Abinader’s changes in his foreign policy
President Abinader has changed Dominican foreign policy, vis-à-vis Popular China, the United States, Haiti, and Nicaragua without leaving any doubt about the ability of his country to establish independence but at the same time self-respect under challenging times.
Changing foreign policy is not easy since even old Dominican diplomats were used to the Dominican Republic doing, for example, in the case of the United States, precisely what the policy of the North might be interested in.
When deciding a fundamental matter of State, such as buying vaccines and syringes for the COVID-19 pandemic, President Abinader possibly understood that precious time and many lives would be lost while vaccines arrived from other countries.
Weeks after that decision is when the United States proposes the sale or donation of vaccines from its inventories while a part of the Dominican population is already covered with the Chinese vaccine. Abinader’s gesture expected no further delay.
The North Americans were made somewhat uneasy by the Dominican position. On Thursday, 3 LISTÍN DIARIO highlighted on the front page that the United States brought out the aid it had offered to the Dominicans due to the pandemic. At the same time, President Xi Jin Ping reiterated his commitment.
In previous years, some heads of the mission before international organizations complained about the Dominican propensity to follow the primers drawn up by the North American embassies without leaving any margin as to what could be the genuine Dominican interest.
The last time I asked the former secretary of state in Collin Powell’s flat in Washington, DC, he answered me that the United States was not pushing but that the Americans believed that the Dominicans were happy to follow in Uncle Sam’s footsteps.
To a large extent, they were right. During the years I spent as Counselor and Consul General in Washington, DC between 1979-1983, I was often surprised by the “finesse” with which Dominicans handled affairs with the State Department.
Being subsequently ambassador to Haiti in a difficult time such as the era of Jean Claude Duvalier allowed me to weigh the two ways of dealing between countries. Haitians had traditionally treated Dominicans with a particular disdain.
The Balaguer governments generally left Haitian affairs in the hands of the military, often brute people who paid more attention to the negotiations that revolved around the hiring of Haitian braceros destined for CEA sugar mills.
Sometimes you didn’t keep your composure. In 1983 Haiti closed the border unilaterally. The news was known by a part signed by the minister of economy, Franz Mercerón, who pointed out the traffic of illegal merchandise across the border as a reason.
Later there were complaints about the same reason, but the government of then-President Jorge Blanco did not pay much attention. The military commanders were attentive to their business. But, unfortunately, the same president did not always attend to those matters with that “finesse.”
Perhaps due to the lack of monitoring of what has been happening at the border, the Dominican military was not attentive to the fact that Haitian civilians or military put up a block to change the course of the Massacre River, which is now a source of friction between the two countries.

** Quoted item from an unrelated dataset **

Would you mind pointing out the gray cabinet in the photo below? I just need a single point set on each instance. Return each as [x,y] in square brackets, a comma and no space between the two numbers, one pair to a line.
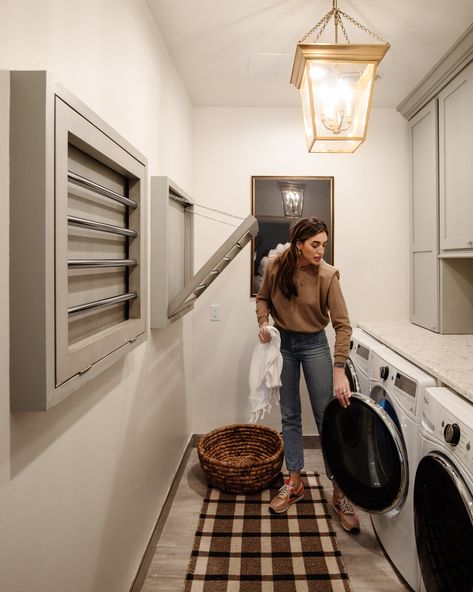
[455,163]
[78,285]
[441,135]
[424,212]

Now there is not much that can be done. The Dominican side has asked that to return to a dialogue with the Haitians about the works on the Massacre river; they must stop and return to a negotiating table on the project’s technical details.
Perhaps the Dominican side must be aware that Haitians often change their technical missions where common issues are discussed. This is how they send commissions that usually change, and they do it repeatedly. That has been their custom.

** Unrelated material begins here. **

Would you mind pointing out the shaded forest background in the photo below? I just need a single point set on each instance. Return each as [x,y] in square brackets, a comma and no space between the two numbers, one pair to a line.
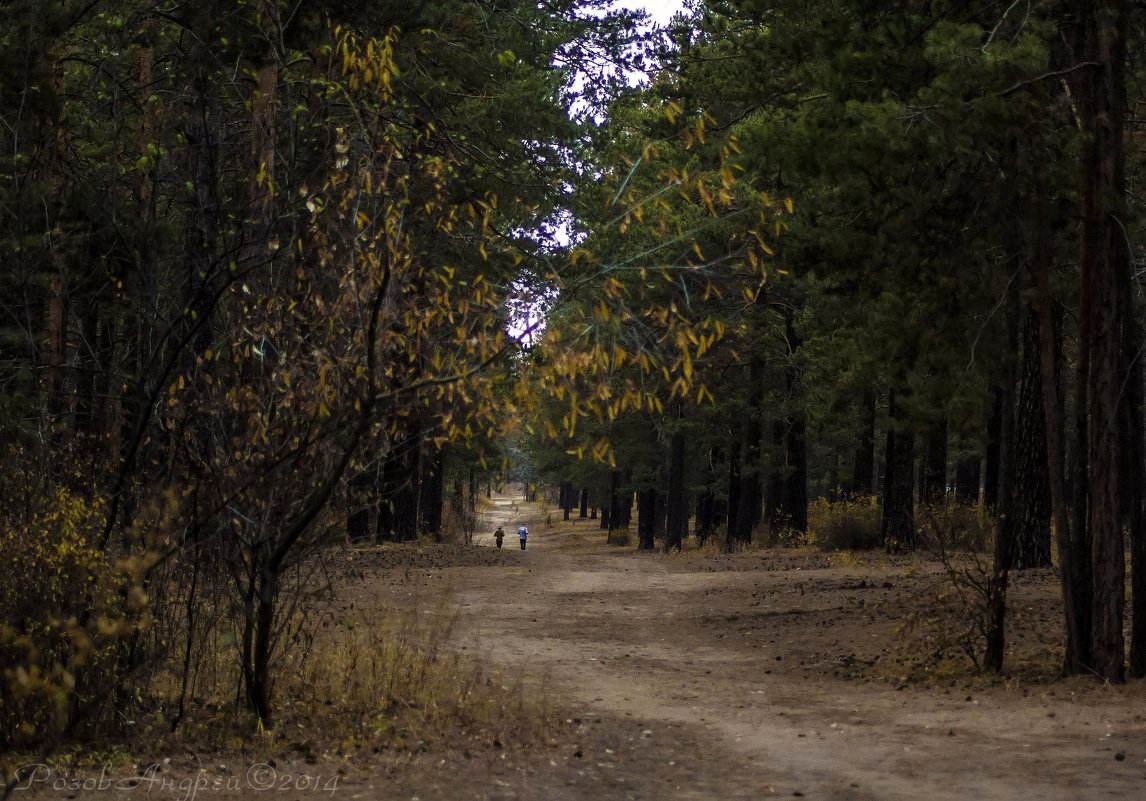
[874,262]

The difficulties that President Moïse is going through, who is ruling by decree since Congress is in rest, which for days postponed the holding of the next elections and a participation referendum, make it difficult for him to be able to maneuver.
Last Tuesday, the Dominican Foreign Minister, Dr. Roberto Álvarez, condemned the regime of President Ortega, in Nicaragua, for having ordered the arrest of opposition candidates Christina Chamorro and Arturo Cruz “a harassment before the presidential elections in November.”
After this repudiation of Álvarez, which his Nicaraguan colleague, Denis Moncada, answered, the police detained five other politicians opposed to President Ortega’s dynasty amid international rejection.
It is believed that the Dominican Foreign Ministry could take the case before the Organization of American States and convene the Council of the organization to measure the persecution against opposition candidates, generically accused as traitors to the country. To do this, it would not be a bad idea to probe the international attitude before taking a wrong step.